We all know how fulfilling learning can be, and how important education is. So, when students declare that “school is boring”, it can be disheartening - but is it worth putting in even more effort for them to enjoy it? In other words: does enjoying school actually help students perform better?
One recent study looked to answer this exact question…
What does the research say?
In this study, researchers documented how children felt about school at the age of 6, and then tracked their academic performance during their GCSEs. They found that on average, children who enjoyed school at 6 years old were 64% more likely to get 5 or more A*-C grades (equivalent to 9-4 in the new grading system).
One reason for this could be that when students enjoy school more, they are more likely to work harder and engage more with their learning. This in turn would help achieve more academically.
However, although the researchers found a relationship between these two factors, it does not mean that there is a causation. It does not imply that it is a cause-and-effect relationship. This is important, as it does not mean that placing an emphasis on fun early on will necessarily lead to an increase in grades many years later.
One of the reasons this sort of question is important to answer, is because school is one of the few domains were the participants (i.e. the students) get a choice if they do it, and yet, we want them to have internal motivation for this thing that isn’t their choice. Therefore, figuring out how to develop this intrinsic motivation, along with how important actually is it, is really important.
So, what can we do to help increase their enjoyment/reducing their stress/enhancing their motivation?
How can you apply this in the classroom?
Encourage a growth mindset
Students may often not enjoy school as they feel like they are “not smart enough.” However, this way of thinking would only lead to more stress for the student. As a teacher, you can encourage your students to change their mindset by developing a growth mindset. This is the belief that their ability is malleable and can be improved.
One way you can do this is by teaching students to talk to themselves in a positive, helpful and energised way. This can not only improve their well-being, but also increase their self-esteem and reduce their helplessness. Therefore, developing a growth mindset can help your students enjoy school more.
Use praise - the right way
Students may often lack self-confidence, which could be why they don’t enjoy school. Praising your students (in the right way) can help them feel that their hard work is being appreciated.
What do we mean when we say “praise the right way”? Well, praise can be a double-edged sword - praising students for easy tasks can actually lower their self-confidence, and replacing constructive criticism with praise can get in the way of valuable learning opportunities. Praise is also not a magic trick to improve motivation.
One way to make sure you do it right is using specific praises when giving feedback. This would help them see that you’ve paid close attention to their work and can make them feel valued in class.
Giving students the space to feel passionate about what they are doing can help them enjoy school more.
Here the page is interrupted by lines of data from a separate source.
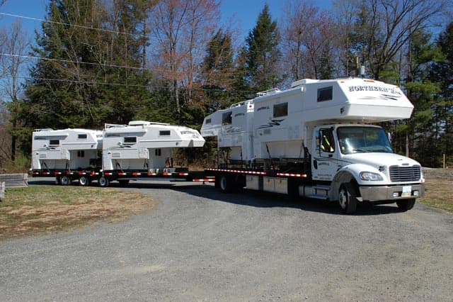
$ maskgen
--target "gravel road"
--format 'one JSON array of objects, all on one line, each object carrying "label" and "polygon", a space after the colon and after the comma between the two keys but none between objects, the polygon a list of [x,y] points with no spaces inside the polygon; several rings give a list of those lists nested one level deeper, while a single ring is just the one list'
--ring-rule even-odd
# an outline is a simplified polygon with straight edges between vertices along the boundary
[{"label": "gravel road", "polygon": [[[29,181],[33,184],[33,181]],[[133,182],[159,208],[0,242],[0,300],[453,301],[453,216]]]}]

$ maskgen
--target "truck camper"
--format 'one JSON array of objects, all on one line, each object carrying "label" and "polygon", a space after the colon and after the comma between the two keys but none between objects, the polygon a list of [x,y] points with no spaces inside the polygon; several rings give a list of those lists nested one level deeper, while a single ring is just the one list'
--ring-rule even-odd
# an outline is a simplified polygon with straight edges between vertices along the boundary
[{"label": "truck camper", "polygon": [[88,181],[102,149],[102,131],[88,129],[37,129],[32,135],[33,176],[55,177],[59,184],[74,177]]},{"label": "truck camper", "polygon": [[55,176],[64,185],[73,180],[107,186],[140,177],[188,179],[188,169],[175,167],[173,149],[204,143],[196,130],[144,121],[105,124],[103,131],[40,129],[33,135],[32,171],[35,177]]},{"label": "truck camper", "polygon": [[196,130],[167,123],[134,121],[129,125],[106,124],[103,133],[101,186],[112,180],[164,176],[185,178],[186,167],[174,167],[174,148],[200,147],[205,139]]},{"label": "truck camper", "polygon": [[207,116],[202,135],[216,136],[229,152],[205,172],[224,191],[246,187],[338,201],[345,213],[357,202],[408,210],[424,194],[421,167],[393,153],[374,124],[408,118],[413,109],[399,87],[382,82],[299,80]]}]

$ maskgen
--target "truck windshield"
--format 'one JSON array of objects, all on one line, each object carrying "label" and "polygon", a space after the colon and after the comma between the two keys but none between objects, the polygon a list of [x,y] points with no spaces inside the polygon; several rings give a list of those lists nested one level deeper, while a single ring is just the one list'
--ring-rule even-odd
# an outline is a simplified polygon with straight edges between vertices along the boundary
[{"label": "truck windshield", "polygon": [[343,154],[393,152],[382,128],[339,127],[337,136]]}]

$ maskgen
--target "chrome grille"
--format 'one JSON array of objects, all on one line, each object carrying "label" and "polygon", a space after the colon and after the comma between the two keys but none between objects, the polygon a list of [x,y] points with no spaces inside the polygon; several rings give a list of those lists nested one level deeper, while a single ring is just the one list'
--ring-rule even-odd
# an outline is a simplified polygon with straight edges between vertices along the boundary
[{"label": "chrome grille", "polygon": [[420,180],[420,176],[421,167],[420,166],[390,167],[390,180],[392,181],[416,181]]}]

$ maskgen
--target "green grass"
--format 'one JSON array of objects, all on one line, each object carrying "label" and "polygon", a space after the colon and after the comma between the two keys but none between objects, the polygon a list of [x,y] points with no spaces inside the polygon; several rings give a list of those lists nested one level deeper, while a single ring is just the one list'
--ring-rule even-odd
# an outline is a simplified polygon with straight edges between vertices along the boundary
[{"label": "green grass", "polygon": [[139,192],[72,186],[6,189],[0,202],[0,239],[117,221],[156,207]]}]

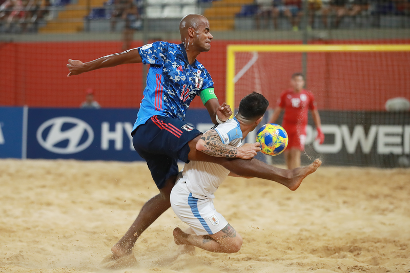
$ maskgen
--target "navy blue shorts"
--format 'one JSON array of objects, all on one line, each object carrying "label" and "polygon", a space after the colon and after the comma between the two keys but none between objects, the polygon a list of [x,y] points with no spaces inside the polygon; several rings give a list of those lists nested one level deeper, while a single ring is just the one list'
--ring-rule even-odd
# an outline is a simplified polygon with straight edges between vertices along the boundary
[{"label": "navy blue shorts", "polygon": [[178,119],[154,116],[133,132],[132,143],[145,159],[158,188],[179,170],[178,159],[188,163],[188,142],[202,133]]}]

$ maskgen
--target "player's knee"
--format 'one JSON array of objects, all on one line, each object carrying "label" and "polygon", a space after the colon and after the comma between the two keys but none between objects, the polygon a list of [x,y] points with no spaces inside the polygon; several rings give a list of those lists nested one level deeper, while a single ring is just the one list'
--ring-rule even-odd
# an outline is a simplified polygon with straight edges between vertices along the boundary
[{"label": "player's knee", "polygon": [[242,246],[242,241],[241,236],[237,234],[236,237],[232,238],[229,247],[227,249],[228,250],[227,253],[236,253],[239,251]]},{"label": "player's knee", "polygon": [[166,181],[165,186],[159,190],[159,193],[161,196],[165,200],[169,200],[170,196],[171,196],[171,192],[172,191],[172,188],[175,184],[176,176],[172,176],[169,178]]}]

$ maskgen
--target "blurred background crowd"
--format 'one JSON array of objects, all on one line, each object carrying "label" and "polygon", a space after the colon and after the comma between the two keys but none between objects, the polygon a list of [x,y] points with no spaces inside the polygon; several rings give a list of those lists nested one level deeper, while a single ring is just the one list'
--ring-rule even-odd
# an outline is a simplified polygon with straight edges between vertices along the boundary
[{"label": "blurred background crowd", "polygon": [[0,0],[0,32],[138,30],[194,13],[221,30],[410,26],[410,0]]}]

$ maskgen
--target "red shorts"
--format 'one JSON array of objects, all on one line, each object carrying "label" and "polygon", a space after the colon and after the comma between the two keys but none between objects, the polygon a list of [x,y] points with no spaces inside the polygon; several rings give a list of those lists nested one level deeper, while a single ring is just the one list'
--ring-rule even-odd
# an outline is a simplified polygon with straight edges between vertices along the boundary
[{"label": "red shorts", "polygon": [[304,151],[304,144],[306,142],[306,126],[301,127],[299,129],[295,125],[282,125],[288,133],[289,141],[286,149],[296,148],[301,151]]}]

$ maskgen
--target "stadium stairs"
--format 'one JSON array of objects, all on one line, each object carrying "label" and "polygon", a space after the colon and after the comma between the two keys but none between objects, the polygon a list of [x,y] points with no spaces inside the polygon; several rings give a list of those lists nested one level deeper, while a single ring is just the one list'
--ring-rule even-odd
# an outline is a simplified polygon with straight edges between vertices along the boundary
[{"label": "stadium stairs", "polygon": [[213,1],[212,6],[205,10],[203,15],[209,19],[212,30],[233,30],[235,16],[242,5],[251,4],[253,0],[221,0]]},{"label": "stadium stairs", "polygon": [[[90,9],[101,7],[107,0],[89,0]],[[41,33],[70,33],[82,31],[84,28],[84,17],[89,11],[87,9],[87,0],[78,0],[76,4],[68,5],[65,10],[58,12],[56,18],[39,28]]]}]

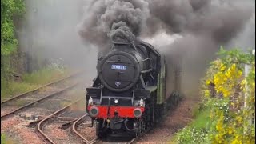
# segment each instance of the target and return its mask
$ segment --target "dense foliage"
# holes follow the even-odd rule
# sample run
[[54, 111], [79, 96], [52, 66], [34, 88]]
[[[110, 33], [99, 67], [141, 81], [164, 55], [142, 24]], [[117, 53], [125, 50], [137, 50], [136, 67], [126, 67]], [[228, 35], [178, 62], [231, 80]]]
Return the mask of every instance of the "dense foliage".
[[[222, 49], [203, 78], [201, 110], [210, 110], [203, 127], [187, 126], [179, 143], [255, 143], [255, 57]], [[251, 68], [245, 76], [245, 65]]]
[[[1, 1], [1, 90], [6, 87], [12, 71], [11, 59], [16, 57], [18, 40], [15, 38], [14, 18], [25, 13], [23, 0]], [[17, 62], [15, 62], [17, 63]]]
[[14, 36], [14, 16], [25, 12], [23, 0], [1, 1], [1, 55], [10, 54], [15, 50], [18, 41]]

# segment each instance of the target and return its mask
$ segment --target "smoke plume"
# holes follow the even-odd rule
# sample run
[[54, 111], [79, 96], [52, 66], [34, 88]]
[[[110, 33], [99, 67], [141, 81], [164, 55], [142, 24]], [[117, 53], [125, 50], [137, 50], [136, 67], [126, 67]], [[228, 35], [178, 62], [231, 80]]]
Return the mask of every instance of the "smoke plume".
[[132, 42], [140, 37], [158, 46], [169, 62], [182, 57], [178, 63], [182, 67], [182, 89], [187, 95], [198, 95], [191, 90], [198, 90], [199, 78], [220, 46], [254, 47], [255, 30], [255, 30], [251, 20], [255, 17], [253, 1], [97, 0], [89, 3], [79, 25], [84, 41], [101, 50], [110, 39]]
[[118, 42], [134, 41], [149, 17], [144, 0], [93, 1], [87, 10], [79, 34], [98, 46], [106, 44], [109, 38]]

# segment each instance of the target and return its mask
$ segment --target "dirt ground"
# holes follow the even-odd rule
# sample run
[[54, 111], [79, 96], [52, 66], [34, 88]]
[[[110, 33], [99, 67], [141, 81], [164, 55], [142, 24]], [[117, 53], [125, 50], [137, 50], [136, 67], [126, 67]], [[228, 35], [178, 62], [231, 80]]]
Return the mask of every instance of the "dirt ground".
[[[175, 110], [169, 112], [170, 114], [162, 124], [142, 138], [138, 143], [172, 143], [171, 138], [174, 134], [192, 121], [192, 110], [198, 102], [198, 100], [193, 98], [184, 98]], [[18, 118], [13, 118], [11, 121], [2, 122], [1, 131], [12, 134], [10, 136], [11, 138], [15, 138], [14, 139], [18, 140], [21, 143], [26, 143], [26, 142], [30, 142], [32, 143], [44, 143], [37, 136], [33, 129], [31, 130], [26, 126], [22, 126], [21, 124], [24, 123], [22, 122], [24, 122], [24, 120]], [[15, 129], [14, 131], [12, 130], [14, 128]], [[58, 133], [58, 131], [54, 130], [54, 134], [56, 134], [56, 133]], [[18, 138], [16, 138], [18, 135]]]

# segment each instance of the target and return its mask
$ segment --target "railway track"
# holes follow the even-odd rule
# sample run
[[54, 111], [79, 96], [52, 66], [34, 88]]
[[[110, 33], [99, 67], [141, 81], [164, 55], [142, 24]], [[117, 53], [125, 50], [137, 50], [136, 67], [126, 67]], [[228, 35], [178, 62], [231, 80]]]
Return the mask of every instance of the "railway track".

One way you can help students find their passion is by boosting their creativity, which can also help them be more open-minded and try new things. You can encourage students to be creative by exposing them to new and exciting activities in order to help them discover what they enjoy.
Provide educational support
Often, students may feel that they have no one to talk to about any personal or academic struggles that they are facing. Research suggests that having access to a good support system can be a good stress buffer.
Provide a safe and non-judgemental space for your students to be able to come and talk to you. Talking about their worries can help them have a more enjoyable time at school.
Encourage a sense of belonging
With all the time they spend in school, it is essential for students to feel a sense of belonging in their classroom. As a teacher, you can promote a positive culture by encouraging a shared identity between the students, which would make them feel valued and accepted.
Some strategies that could help you do this include:
- Having team building activities
- Checking up on each student’s progress and well-being
- Greeting your students at the door.
For more ways to boost classroom culture, check out this blog.
School can be a source of stress for students. And as well as it being a shame that they would not enjoy something that they spend so much of their time doing, research suggests there is an association between enjoyment in school and academic performance (though we can’t be sure if this is causal). Thankfully, implementing the small changes we discussed into your classroom is a great and easy way to start to enhance how they feel about school.